Quick Start

Quick Start

The documentation may not be fully up to date. Please refer to the disclaimer for important information about the project’s active development status, documentation accuracy, and ongoing efforts to stabilize the codebase.

Get from zero to useful in minutes. This guide assumes you have already built flwd and have a simple workspace (see Getting Started).

We will:

  1. list jobs,
  2. plan a run,
  3. execute a job and watch logs,
  4. enable shell completion.

1) List → Plan → Run

From your workspace:

$ flwd :jobs

Plan a job first. Planning validates arguments and shows what would run, without actually executing it:

$ flwd :plan hello-world --name "Alice"

Now run it:

$ flwd hello-world --name "Alice"

What happens:

  • :jobs discovers all jobs from local trees, git sources and add‑ons,
  • :plan validates inputs, profiles and executors and prints a human‑readable plan,
  • the bare job name executes the plan and streams logs and events to your terminal.

2) Watch structured output

You can ask for structured JSON output for automation or debugging:

$ flwd hello-world --name "Alice" --json

This prints a stream of events (start, log messages, completion, errors) as JSON. Tools like jq can be used to filter and reshape this.

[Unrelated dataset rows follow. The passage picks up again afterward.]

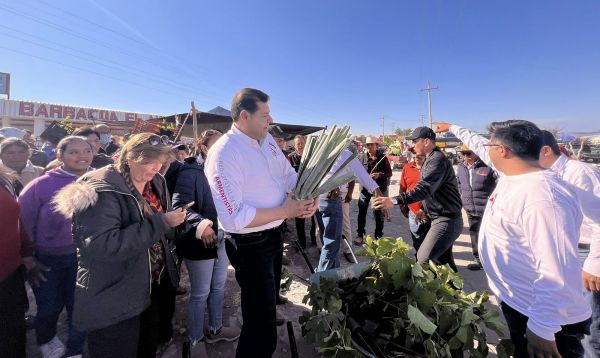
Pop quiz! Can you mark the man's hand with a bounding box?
[431,122,452,133]
[163,208,187,228]
[373,196,394,210]
[22,256,50,287]
[283,195,318,219]
[200,225,217,247]
[344,192,352,203]
[525,328,561,358]
[581,271,600,292]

$ flwd hello-world --name "Alice" --json | jq '.event, .log // empty'

3) Explore the TUI

For interactive use, launch the terminal UI:

$ flwd :tui

The TUI lets you browse jobs, fill arguments with forms, run jobs and watch logs, all from the keyboard. It talks to the same engine and uses the same job definitions as the CLI.

4) Enable basic completion

Turn on shell completion to avoid typing job names and flags by hand. For example, on Bash:

$ flwd completion bash > ~/.local/share/flwd.bash
$ echo 'source ~/.local/share/flwd.bash' >> ~/.bashrc
$ source ~/.bashrc

Now try typing:

$ flwd <TAB>
$ flwd hello-world --<TAB>

Completions reflect your actual job catalogue and argument specifications.